Precisely because it’s 2021, the last thing small business owners want to do this April 15th is to wreak more havoc in their business lives through grey areas in small business tax affairs. And for many, those grey areas are tricky deductions on small business expenses. In this delicate matter, the difference between what’s on the menu (on the IRS website) and what’s on the plate (on your tax return) can be a big — and sometimes unpleasant — difference.
Which brings us to a tricky question: If you can prove it, can you deduct it?
To set the matter straight — and hopefully get some sweetness back into April, I’ve talked to Mike Schlect, Tax Partner at Deloitte — the global consulting, tax, and advisory services firm, and Tom Wheelwright, CPA, and author of ‘Tax-Free Wealth’. Here’s their list of small business tax deductions you’ll definitely want expert help with this year, and some you may choose to pass on altogether.
1. Home office
With remote work at a record high and many entrepreneurs having moved business into their homes, the “home office deduction” is the most anticipated one of the 2020–21 tax season.
The IRS guidelines for the home office deduction seem simple enough. They constitute just two points that you have to meet. However, this is where things get tricky, explains Tax Partner at Deloitte Mike Schlect.
You may be allowed to deduct certain home office expenses for tax purposes calculated on a pro-rata basis. A room or “part” of your home or dwelling will be considered to be occupied for the purposes of trade if both of the following requirements are met:
Such part is specifically equipped for the purposes of your trade, namely your employment, profession, etc.;
Such part is regularly and exclusively used for the purposes of your trade.
Sounds simple enough, but beware of the wording, Schlect points out.
The concern is “exclusive” use and how one proves to the satisfaction of the government that the home office was not used for any personal purposes.
Basically, if you plan on getting a home office deduction, you will have to calculate the ratio of your house used for your home office and prove that this space isn’t used for any other purpose than business.
Now, here is the catch — in case of an audit (and the IRS plans on increasing SMB audits by up to 50% this year), every clue as to your office space being anything but immaculately business-driven will disqualify you from a home office deduction. Case in point? Personal financial records stored in a remote corner of your office cabinet.
Small business owners claiming this deduction must be prepared to show photographic proof of their home office, move all personal items (such as non-business books, personal files, and any personal memorabilia) out of the space designated for a home office, and be prepared for an audit.
2. Business gifts
Occasion often demands business partners and clients to exchange gifts and memorabilia. The good news here seems that these expenses seem pretty easy to prove by just storing the receipts, whether paper or electronic. However, the catch lies elsewhere, Schlect says.
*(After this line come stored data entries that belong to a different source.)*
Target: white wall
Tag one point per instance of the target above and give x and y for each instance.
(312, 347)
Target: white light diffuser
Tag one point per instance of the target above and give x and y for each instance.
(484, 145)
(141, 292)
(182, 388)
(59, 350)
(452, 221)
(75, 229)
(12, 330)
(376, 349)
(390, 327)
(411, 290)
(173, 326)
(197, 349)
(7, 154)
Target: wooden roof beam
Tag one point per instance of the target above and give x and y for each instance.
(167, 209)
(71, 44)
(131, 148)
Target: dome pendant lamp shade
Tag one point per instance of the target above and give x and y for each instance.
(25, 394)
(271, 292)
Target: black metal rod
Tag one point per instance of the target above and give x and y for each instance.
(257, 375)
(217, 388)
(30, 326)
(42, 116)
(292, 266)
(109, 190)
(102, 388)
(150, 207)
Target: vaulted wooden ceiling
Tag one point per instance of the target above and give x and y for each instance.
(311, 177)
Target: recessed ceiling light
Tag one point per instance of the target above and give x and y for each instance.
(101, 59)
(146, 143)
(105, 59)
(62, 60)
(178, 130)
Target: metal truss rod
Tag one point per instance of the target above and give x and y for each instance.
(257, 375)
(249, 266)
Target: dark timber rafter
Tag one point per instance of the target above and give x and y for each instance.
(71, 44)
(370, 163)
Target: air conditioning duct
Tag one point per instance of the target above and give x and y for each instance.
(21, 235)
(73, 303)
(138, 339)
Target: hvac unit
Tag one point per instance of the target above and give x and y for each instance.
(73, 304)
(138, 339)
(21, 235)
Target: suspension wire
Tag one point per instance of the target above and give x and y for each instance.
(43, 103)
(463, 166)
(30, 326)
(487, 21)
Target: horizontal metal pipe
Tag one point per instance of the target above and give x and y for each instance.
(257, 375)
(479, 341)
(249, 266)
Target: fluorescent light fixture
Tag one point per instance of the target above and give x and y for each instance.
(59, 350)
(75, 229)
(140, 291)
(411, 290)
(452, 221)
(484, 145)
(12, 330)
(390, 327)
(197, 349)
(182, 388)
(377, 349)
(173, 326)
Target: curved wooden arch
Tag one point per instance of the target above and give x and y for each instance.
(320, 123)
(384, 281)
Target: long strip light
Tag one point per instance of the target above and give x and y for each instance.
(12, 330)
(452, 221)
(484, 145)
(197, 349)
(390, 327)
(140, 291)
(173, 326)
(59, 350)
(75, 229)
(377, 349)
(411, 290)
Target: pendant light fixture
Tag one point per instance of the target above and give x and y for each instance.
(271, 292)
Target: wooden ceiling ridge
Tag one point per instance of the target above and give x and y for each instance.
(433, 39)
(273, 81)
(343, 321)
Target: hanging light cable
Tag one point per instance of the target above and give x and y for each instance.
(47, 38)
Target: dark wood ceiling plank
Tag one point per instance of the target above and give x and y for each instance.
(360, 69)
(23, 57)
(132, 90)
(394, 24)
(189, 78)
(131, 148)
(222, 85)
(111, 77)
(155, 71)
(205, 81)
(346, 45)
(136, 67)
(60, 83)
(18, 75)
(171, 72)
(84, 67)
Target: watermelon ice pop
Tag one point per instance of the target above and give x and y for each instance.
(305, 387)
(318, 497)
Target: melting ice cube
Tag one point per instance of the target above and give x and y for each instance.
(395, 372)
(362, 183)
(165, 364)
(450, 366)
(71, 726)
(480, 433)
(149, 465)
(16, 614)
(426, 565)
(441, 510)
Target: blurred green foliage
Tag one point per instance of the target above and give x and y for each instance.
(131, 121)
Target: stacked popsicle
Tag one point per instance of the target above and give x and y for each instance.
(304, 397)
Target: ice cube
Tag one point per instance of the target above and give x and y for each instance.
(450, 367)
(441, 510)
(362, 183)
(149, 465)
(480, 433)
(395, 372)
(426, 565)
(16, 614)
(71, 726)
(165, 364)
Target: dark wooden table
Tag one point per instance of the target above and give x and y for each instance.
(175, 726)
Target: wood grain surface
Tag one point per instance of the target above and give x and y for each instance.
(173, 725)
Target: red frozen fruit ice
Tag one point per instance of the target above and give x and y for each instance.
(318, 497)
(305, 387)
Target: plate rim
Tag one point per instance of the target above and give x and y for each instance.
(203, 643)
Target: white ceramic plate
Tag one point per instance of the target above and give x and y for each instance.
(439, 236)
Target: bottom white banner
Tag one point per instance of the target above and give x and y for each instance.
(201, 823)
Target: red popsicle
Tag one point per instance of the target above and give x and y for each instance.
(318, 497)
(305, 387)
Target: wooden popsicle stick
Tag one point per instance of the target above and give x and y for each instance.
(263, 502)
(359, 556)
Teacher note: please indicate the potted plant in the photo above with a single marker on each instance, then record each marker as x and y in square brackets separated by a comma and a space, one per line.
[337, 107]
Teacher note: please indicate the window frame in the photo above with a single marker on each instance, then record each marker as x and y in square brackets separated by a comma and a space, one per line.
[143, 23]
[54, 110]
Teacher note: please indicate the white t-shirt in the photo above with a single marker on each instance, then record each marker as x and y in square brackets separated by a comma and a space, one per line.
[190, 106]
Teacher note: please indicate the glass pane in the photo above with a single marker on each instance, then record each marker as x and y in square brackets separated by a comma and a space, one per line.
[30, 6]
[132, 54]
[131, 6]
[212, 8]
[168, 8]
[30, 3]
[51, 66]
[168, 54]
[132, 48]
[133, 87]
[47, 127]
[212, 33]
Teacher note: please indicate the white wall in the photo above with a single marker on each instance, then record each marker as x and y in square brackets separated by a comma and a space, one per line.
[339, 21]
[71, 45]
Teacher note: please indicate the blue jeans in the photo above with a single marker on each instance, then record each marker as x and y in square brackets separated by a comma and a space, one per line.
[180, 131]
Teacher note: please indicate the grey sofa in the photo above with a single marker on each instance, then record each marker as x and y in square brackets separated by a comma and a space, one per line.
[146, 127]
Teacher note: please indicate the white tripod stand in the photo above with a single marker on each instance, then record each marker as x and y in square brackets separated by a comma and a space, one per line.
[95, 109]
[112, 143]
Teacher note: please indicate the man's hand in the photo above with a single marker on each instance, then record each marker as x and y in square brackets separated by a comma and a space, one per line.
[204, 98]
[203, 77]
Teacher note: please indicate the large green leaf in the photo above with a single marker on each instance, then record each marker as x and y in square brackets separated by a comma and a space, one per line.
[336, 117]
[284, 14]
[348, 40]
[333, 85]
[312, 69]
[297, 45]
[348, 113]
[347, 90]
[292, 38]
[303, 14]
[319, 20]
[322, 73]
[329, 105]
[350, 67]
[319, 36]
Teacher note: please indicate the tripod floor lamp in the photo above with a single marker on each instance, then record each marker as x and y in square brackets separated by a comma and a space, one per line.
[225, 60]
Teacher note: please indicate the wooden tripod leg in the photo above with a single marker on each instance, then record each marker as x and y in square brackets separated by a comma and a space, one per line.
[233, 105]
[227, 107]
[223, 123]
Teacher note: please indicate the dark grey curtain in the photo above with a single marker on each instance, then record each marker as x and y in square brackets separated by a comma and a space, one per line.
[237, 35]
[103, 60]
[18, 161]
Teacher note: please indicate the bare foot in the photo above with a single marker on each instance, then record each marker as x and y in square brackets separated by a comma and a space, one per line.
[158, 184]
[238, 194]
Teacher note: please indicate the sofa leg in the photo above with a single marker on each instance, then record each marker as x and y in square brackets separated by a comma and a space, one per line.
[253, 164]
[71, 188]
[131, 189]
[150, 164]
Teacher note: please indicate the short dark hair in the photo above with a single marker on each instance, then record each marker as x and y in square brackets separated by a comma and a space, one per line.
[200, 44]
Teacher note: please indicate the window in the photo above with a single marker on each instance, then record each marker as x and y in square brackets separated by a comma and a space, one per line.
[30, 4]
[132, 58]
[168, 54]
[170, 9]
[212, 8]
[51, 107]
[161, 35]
Business gifts are deductible but only to the extent of $25 per person during each year. If you have a spouse, the limit remains $25. Concern is also for gifts that could be construed as entertainment — those cannot be deducted generally.
Moreover, according to HR Block, tax-deductible business gifts must be:
Ordinary and necessary to your business
Given to current or prospective clients
For most business owners, $25 is an awfully minimal amount to spend on business gifts. Even a gift as simple as branded merchandise will usually cost you more to print and produce. Considering the fact that you can deduct no more than $25 of business gift costs, and proving these as necessary may be tricky, it may be worthwhile to skip this deduction altogether.